= Pete Palmer =

American baseball statistician and sportswriter

Pete Palmer (born January 30, 1938) is an American sports statistician and encyclopedia editor. He is a major contributor to the applied mathematical field referred to as sabermetrics. Along with the Bill James Baseball Abstracts, Palmer's book The Hidden Game of Baseball is often referred to as providing the foundation upon which the field of sabermetrics was built.

==Baseball work==
Palmer grew up in Wellesley, Massachusetts, where he was a fan of the Boston Red Sox and a collector of baseball cards.

Palmer graduated from Yale University in 1960 with A. Bartlett Giamatti. He began working for the Raytheon Corporation as a computer programmer and Radar engineer tasked with monitoring for Soviet intrusions along the Distant Early Warning Line. It was during his time at Raytheon that he began working with baseball statistics. At night, after his co-workers had left for the day, Palmer used the company's cutting-edge computers to run advanced simulations analyzing historical baseball statistics.

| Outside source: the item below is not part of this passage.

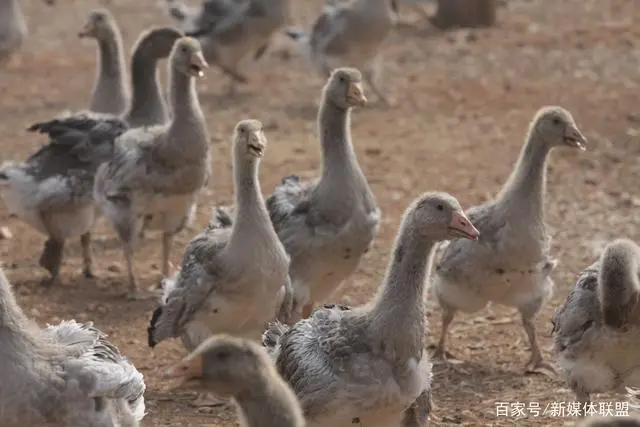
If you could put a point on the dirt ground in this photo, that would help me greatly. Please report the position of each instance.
(463, 102)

In 1982, he gained notoriety when he recognized a scorekeeper's error which counted a 1910 Detroit Tigers box score twice, crediting Ty Cobb with an extra two hits and three at-bats. That year Cobb was declared the batting champion, despite an unsuccessful effort by the St. Louis Browns to help Cleveland Naps star Nap Lajoie overtake Cobb. If the double-counted game were to be removed Cobb's average would finish second to Lajoie, though Major League Baseball still lists Cobb as the batting average leader. Palmer also innovated the linear weights method of estimating a player's offensive contributions, an invention that will likely be his lasting legacy. Palmer, with help from Dick Cramer, invented OPS (on-base plus slugging) in 1978, which now is universally accepted as a measure of batting ability.

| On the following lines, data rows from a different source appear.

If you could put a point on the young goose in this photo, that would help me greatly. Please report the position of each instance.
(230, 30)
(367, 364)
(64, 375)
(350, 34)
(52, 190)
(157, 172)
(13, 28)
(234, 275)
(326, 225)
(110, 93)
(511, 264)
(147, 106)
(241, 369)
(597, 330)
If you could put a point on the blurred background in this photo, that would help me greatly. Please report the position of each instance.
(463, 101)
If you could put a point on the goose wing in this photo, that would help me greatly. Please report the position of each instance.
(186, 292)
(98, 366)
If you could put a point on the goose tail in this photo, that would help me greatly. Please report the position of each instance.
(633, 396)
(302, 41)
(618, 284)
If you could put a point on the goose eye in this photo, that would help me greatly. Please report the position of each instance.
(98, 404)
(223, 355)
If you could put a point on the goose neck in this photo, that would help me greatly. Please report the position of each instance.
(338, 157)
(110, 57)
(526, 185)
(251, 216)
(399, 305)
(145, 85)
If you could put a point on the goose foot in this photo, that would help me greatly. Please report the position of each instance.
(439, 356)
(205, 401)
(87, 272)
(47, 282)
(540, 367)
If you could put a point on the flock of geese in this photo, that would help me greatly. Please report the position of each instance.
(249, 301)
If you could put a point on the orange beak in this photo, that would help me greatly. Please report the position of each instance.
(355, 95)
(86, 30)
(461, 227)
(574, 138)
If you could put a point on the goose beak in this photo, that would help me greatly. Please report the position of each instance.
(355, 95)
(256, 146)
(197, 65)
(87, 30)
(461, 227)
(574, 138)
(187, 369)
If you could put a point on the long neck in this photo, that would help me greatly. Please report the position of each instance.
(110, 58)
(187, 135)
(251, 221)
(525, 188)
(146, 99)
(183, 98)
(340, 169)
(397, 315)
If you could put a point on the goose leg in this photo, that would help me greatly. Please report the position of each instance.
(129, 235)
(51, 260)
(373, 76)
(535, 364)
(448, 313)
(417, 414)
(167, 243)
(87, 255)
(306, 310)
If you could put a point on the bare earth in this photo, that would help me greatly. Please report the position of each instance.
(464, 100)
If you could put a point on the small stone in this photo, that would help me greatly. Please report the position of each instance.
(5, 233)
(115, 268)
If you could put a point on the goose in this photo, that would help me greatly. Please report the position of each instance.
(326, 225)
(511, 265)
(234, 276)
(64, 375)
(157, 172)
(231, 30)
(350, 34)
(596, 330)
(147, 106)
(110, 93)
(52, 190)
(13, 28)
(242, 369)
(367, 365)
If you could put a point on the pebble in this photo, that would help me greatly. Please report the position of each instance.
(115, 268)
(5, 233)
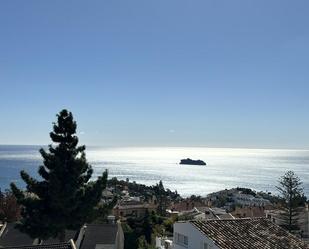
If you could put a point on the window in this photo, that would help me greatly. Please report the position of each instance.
(181, 239)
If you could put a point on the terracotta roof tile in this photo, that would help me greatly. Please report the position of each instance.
(248, 233)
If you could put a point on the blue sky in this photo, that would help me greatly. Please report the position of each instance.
(171, 73)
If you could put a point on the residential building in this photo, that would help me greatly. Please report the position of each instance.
(276, 216)
(259, 233)
(101, 236)
(64, 245)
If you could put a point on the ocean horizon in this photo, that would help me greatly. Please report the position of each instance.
(258, 169)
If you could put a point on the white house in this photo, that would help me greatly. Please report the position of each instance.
(246, 233)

Palmer met John Thorn at a 1981 SABR convention. Many of Palmer's early works were written in partnership with Thorn, including The Hidden Game of Baseball and Total Baseball; the latter book also featured, in later editions, the contributions of editor Michael Gershman. Palmer edited or served as a consultant for many of the sports reference books produced by Total Sports Publishing. Palmer's most recent work has been in collaboration with Gary Gillette. Since 2003, the pair has produced five editions of the ESPN Baseball Encyclopedia, and several other baseball annuals. In 2010 he was named a charter member of the Henry Chadwick Society by SABR and also received a lifetime achievement award from them in 2018.

==Football work==
Palmer has also played a significant role in the field of football statistics. In the seventies, he served as editor for several editions of the A.S. Barnes football encyclopedia. In 1973, he joined the stat crew of the New England Patriots, compiling the official statistics for the team's home games. Palmer continued this task through the 2016 season.

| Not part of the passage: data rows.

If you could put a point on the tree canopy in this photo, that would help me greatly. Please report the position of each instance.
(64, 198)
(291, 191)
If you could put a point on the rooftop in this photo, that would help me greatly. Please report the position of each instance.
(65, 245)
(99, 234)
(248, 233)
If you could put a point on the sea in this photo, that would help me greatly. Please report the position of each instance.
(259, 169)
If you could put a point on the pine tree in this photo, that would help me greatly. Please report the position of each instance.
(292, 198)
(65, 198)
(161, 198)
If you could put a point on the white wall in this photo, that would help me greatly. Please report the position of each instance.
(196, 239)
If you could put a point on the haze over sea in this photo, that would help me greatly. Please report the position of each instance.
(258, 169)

In 1988, Palmer published The Hidden Game of Football, with co-authors Thorn and Bob Carroll. The book was updated and re-released in 1998 and is still considered the seminal work on football analysis. He was also co-editor (with Gillette, Sean Lahman, et al.) of the ESPN Pro Football Encyclopedia.

==Personal life==
Palmer is married to his wife Beth, together they have three children. Emily, the oldest, Stephen, the youngest, and Daniel. They reside in Hollis, New Hampshire.